The Zoom platform has increasingly has been the target of hackers exploiting the vast numbers of users working from home. As Zoom usage skyrockets around the world, so too do the opportunities to exploit users unfamiliar with the tool. According to MarketWatch, the company’s daily active user count was up 378% from a year earlier, as of March 22,
How Are Hackers Exploiting the Zoom Platform?
For many exploits, it starts with a website.
According to Check Point, more than 1,700 domains have been registered using the word zoom in the first three months of 2020. Many of those domains point to an email server, which can indicate the site is part of a phishing scheme.
Remote workers may receive seemingly official meeting notices using the Zoom platform. Hackers ask recipients to head to a login page and enter their corporate credentials.
It’s a perfect storm that’s playing into the hands of hackers. It also means companies need to be vigilant in helping users understand how to access and use the platform and other tools used in this paradigm shift of how work is done.
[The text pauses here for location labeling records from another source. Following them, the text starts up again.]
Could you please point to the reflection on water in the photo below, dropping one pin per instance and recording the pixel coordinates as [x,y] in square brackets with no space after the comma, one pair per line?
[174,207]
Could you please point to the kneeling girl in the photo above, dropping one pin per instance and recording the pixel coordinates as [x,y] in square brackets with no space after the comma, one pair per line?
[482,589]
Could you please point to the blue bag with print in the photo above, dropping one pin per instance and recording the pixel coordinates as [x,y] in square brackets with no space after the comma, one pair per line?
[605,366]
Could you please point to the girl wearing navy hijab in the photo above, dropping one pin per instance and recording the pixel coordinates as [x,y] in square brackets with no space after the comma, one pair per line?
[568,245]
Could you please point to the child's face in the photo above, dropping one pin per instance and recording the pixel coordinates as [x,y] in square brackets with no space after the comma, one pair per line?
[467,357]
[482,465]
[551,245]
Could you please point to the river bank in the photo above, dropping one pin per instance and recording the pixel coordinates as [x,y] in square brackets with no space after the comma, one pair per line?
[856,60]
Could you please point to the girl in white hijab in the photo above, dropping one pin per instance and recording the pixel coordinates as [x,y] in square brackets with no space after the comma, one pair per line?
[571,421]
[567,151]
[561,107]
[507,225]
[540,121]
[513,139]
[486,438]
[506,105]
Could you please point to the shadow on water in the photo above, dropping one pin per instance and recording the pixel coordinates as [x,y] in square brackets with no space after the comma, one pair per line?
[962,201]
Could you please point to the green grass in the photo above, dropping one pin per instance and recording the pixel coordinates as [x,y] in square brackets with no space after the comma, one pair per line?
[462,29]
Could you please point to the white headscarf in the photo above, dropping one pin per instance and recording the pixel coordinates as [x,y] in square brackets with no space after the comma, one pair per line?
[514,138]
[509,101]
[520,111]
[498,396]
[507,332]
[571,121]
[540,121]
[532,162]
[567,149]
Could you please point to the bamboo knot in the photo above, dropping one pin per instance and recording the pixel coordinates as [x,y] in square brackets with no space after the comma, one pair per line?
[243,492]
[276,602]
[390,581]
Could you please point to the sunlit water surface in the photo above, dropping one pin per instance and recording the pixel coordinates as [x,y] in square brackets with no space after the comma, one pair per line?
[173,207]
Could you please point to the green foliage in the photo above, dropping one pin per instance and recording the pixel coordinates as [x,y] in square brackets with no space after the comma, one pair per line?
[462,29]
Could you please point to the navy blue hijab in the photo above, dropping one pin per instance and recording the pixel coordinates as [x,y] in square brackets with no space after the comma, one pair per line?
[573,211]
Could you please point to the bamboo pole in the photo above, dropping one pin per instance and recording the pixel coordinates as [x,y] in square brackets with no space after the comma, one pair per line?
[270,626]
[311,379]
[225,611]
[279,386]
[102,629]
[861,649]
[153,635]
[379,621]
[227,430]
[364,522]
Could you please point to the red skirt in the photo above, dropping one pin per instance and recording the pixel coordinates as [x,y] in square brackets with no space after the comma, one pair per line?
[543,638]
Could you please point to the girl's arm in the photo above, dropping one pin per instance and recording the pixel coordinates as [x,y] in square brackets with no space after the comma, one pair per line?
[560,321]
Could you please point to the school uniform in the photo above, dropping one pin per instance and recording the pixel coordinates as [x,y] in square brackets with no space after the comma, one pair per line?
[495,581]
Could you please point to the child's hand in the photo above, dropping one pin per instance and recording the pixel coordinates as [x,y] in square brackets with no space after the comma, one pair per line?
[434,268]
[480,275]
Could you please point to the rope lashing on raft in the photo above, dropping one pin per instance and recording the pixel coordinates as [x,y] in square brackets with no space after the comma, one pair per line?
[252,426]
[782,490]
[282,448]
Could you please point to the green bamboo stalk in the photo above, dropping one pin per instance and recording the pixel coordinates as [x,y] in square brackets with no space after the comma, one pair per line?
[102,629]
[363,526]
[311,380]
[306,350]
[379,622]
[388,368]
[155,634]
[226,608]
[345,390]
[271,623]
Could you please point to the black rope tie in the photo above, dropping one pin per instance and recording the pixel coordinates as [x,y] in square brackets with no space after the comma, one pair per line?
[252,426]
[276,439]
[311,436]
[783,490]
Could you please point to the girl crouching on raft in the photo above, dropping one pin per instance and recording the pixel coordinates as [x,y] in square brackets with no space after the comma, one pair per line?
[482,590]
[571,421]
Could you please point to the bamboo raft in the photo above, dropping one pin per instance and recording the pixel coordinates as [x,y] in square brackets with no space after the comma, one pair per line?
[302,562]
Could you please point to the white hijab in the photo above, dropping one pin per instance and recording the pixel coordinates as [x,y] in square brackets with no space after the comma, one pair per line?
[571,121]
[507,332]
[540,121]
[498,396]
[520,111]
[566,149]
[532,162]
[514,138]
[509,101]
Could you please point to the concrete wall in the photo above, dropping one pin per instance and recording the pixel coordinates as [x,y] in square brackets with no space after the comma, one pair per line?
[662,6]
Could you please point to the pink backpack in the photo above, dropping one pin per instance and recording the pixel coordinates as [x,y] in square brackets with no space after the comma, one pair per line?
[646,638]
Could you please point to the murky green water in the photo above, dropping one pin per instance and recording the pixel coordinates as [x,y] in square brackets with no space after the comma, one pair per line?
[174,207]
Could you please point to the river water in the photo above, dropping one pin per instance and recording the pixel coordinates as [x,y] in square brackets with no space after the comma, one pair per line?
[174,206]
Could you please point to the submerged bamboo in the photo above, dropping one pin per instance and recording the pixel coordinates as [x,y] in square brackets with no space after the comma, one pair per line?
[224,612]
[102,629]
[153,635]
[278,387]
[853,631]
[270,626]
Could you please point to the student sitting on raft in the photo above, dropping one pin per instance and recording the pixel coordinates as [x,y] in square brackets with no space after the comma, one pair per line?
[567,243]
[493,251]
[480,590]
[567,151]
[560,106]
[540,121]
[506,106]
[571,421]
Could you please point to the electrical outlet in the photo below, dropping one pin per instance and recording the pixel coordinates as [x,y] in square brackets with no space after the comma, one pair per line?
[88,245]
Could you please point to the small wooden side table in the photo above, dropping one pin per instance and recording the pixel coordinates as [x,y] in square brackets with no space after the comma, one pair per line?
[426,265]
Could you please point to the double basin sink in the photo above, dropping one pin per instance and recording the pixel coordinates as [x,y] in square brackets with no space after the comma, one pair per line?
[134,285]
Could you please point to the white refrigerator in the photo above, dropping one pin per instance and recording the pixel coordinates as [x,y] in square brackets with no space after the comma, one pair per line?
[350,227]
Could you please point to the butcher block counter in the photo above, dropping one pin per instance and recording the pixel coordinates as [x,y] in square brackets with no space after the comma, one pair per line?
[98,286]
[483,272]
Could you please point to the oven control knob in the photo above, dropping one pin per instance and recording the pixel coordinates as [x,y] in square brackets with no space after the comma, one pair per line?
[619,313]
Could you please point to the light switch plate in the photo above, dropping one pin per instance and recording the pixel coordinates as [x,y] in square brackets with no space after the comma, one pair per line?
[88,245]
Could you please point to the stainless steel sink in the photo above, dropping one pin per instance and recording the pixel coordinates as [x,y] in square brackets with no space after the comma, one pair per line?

“Zoom users should be aware that links to our platform will only ever have a zoom.us or zoom.com domain name,” a spokesman noted. “Prior to clicking on a link, they should carefully review the URL, being mindful of lookalike domain names and spelling errors.”
What Is Zoom Doing to Protect Users?
Zoom has had to take several steps recently to address security concerns related to its dramatic usage growth. The company has increased its training sessions and reduced customer service wait times. Here are several of the other issues that Zoom has addressed:
- Zoombombing: Multiple incidents of “Zoombombing” have arisen in recent weeks. According to NPR, “…intruders hijack video calls and post hate speech and offensive images such as pornography. It’s a phenomenon so alarming that the FBI has issued a warning about using Zoom.” That’s led to wider use of passwords, waiting rooms, and muting controls. Never post a public link to a Zoom meeting.
- Windows 10. The company has addressed an issue that affected those using Zoom’s Windows 10 client group chat tool. If participants used the tool to share links, the Windows network credentials of anyone who clicks on a link were exposed.
- Facebook Interface for Apple Devices. Zoom removed Facebook’s software developer kit from its iOS client to prevent it from collecting users’ device information.
The company announced it was freezing all feature enhancements to redeploy software engineers to focus on what it calls “our biggest trust, safety, and privacy issues.”
How Can You Protect Zoom Users from Cyberattacks?
Here are some tips to ensure that Zoom users are protected:
- Use password features to require meeting attendees to log in before being allowed access.
- Update the software. Upon finishing a meeting, the software will check to see if an update is necessary
- Encourage managers to use the Manage Participants section features, which can control the use of users’ microphones and cameras. Sharing restrictions are also a good practice.
- Be careful about recording meetings. The recording sits in a file, either online or the host’s computer, and could be stolen.
Cybersecurity is a sad reality in these turbulent times. However, a focus on prevention and detection are important deterrents to cybercriminals and can reduce the risks to your business.